On May 7, 2014 Pentagon Press Secretary Rear Adm. John Kirby provided the following readout of Secretary of Defense Chuck Hagel’s Meeting with Georgia’s Minister of Defense Irakli Alasania:
“Secretary of Defense Chuck Hagel met today with Georgia’s Minister of Defense Irakli Alasania.
“Secretary Hagel thanked Minister Alasania for Georgia’s contributions to the International Security Assistance Force mission in Afghanistan, and he encouraged Georgia to continue the progress it has made on defense reform and NATO inter-operability.
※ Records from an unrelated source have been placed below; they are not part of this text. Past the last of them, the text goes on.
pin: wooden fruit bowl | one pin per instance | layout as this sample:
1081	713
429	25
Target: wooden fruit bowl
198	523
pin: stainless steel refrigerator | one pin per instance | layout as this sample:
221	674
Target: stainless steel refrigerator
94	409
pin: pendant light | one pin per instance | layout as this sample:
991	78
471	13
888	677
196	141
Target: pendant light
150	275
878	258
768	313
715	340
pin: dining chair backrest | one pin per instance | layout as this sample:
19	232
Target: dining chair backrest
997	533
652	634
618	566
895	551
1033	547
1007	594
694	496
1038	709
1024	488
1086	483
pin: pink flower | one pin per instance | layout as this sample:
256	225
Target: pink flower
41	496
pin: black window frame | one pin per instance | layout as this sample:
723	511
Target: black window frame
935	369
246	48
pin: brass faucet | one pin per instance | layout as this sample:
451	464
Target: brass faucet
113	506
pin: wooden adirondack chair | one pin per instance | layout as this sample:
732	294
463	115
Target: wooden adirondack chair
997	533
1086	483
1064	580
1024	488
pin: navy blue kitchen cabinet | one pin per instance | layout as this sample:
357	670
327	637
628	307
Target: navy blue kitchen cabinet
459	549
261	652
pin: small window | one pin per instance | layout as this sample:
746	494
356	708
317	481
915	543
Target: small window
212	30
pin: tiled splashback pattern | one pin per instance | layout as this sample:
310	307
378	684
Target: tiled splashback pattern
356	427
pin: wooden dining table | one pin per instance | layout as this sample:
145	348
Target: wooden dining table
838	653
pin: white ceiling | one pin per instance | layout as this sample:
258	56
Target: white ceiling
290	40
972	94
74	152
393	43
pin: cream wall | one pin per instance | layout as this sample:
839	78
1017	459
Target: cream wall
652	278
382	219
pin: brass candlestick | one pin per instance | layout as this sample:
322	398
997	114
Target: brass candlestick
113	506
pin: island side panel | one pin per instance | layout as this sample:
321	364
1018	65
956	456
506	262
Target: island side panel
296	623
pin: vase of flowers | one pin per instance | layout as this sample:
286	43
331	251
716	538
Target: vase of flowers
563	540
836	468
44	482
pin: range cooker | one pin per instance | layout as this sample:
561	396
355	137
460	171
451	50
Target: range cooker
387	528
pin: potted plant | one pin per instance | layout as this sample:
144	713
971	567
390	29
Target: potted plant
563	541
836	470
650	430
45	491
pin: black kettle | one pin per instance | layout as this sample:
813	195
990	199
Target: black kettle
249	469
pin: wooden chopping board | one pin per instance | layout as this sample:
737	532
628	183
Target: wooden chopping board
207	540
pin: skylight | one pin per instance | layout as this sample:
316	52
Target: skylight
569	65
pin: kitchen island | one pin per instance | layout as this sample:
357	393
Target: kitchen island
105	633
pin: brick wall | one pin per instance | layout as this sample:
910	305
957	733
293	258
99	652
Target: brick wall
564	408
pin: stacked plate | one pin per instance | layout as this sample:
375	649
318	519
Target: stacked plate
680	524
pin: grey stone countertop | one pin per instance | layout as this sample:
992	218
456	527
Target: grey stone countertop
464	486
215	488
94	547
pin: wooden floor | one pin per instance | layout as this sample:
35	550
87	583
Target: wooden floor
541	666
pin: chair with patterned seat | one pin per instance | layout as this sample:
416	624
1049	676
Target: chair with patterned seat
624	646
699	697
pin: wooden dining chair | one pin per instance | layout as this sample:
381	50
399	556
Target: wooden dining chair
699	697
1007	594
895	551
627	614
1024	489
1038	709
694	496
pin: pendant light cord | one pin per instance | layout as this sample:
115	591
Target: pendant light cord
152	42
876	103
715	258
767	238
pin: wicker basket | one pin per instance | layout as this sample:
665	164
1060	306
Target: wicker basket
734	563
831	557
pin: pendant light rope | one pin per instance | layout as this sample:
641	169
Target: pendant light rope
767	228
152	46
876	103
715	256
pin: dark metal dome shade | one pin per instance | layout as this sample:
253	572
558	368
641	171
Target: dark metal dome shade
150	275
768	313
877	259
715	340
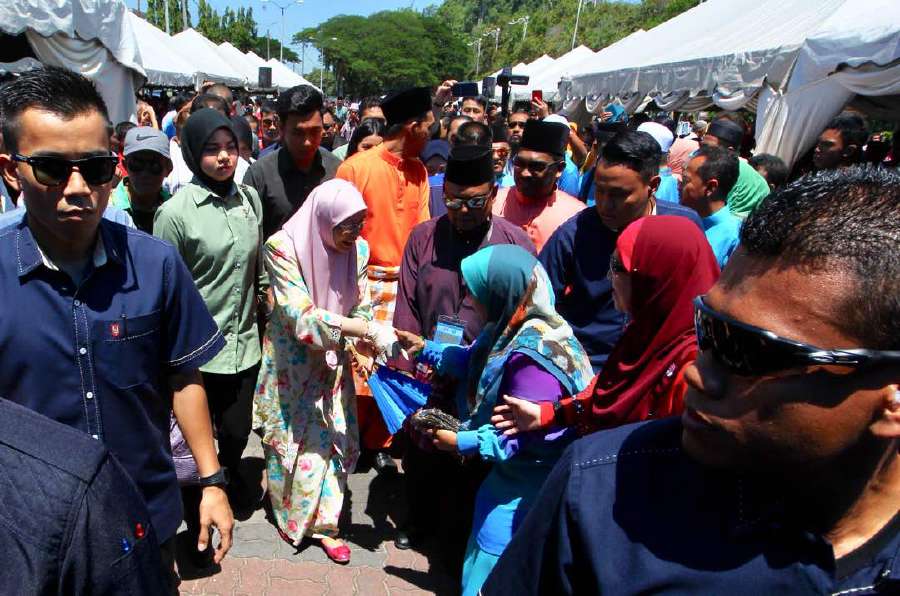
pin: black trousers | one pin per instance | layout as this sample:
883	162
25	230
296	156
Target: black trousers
231	405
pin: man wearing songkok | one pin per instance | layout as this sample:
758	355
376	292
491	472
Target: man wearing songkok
577	256
782	476
394	185
535	203
432	295
751	187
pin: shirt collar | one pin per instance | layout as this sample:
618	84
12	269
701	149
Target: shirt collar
107	249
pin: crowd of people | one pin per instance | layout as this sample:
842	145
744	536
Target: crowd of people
653	361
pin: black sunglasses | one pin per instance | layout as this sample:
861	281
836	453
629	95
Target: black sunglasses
470	203
753	351
535	167
54	171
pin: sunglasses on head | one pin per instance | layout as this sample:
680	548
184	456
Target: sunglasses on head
535	167
96	170
470	203
754	351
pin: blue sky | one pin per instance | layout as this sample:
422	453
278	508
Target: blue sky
299	17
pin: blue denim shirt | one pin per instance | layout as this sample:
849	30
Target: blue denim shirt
626	511
97	357
71	520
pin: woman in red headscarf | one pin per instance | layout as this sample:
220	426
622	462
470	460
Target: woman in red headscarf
660	264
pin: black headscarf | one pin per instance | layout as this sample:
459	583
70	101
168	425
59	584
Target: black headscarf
199	127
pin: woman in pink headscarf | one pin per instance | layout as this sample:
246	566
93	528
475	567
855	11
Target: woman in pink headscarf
304	407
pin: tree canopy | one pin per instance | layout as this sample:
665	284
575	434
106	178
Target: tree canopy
387	50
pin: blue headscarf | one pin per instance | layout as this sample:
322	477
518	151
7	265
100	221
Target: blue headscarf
516	293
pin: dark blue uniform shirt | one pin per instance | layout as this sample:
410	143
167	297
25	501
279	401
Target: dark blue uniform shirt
576	258
97	357
626	511
71	520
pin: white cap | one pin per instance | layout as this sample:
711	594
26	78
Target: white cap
660	134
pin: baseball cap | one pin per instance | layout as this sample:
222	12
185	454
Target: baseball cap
662	135
146	138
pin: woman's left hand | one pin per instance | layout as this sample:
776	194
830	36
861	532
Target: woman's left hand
444	440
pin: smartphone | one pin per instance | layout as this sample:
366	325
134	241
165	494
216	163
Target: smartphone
464	89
“The two leaders also discussed the ongoing crisis in Ukraine. They reviewed the efforts by allies and partners in the region to reinforce our international commitments and to continue to apply diplomatic and economic pressure on Moscow.
“Secretary Hagel reaffirmed the importance of the U.S. partnership with Georgia, and pledged to continue our strong defense cooperation” (source: DOD http://www.defense.gov/Releases/Release.aspx?ReleaseID=16695).
Note: Georgia’s human rights record leaves a lot to be desired, putting it mildly. The October 2012 parliamentary elections marked Georgia’s first peaceful transition of power since independence.
The opposition coalition, led by billionaire Bidzina Ivanishvili, defeated President Mikheil Saakashvili’s party and gained a majority in parliament, with charges of political corruption and vote rigging.
Although the new government inherited a troubling human rights problems, including little judicial independence and misuse of administrative (misdemeanor) charges persist of unlawful detainment of activists for minor infractions without having to follow full due process.
On You-tube numerous graphic video material, released in September 2012, depicts graphic torture and ill-treatment of inmates, highlighting a long-standing problem of prisoner abuse…
Rectifying past abuses and holding former government officials accountable without turning the process into political retribution remains a very serious challenge.
In addition investigations into torture and ill-treatment in custody are slow and lacked transparency in Georgia.
Investigations into past abuses raised some concerns regarding selective justice and politically motivated prosecutions. Police did not adequately respond to several violent incidents against religious minorities and lesbian, gay, bisexual, and transgender (LGBT) people.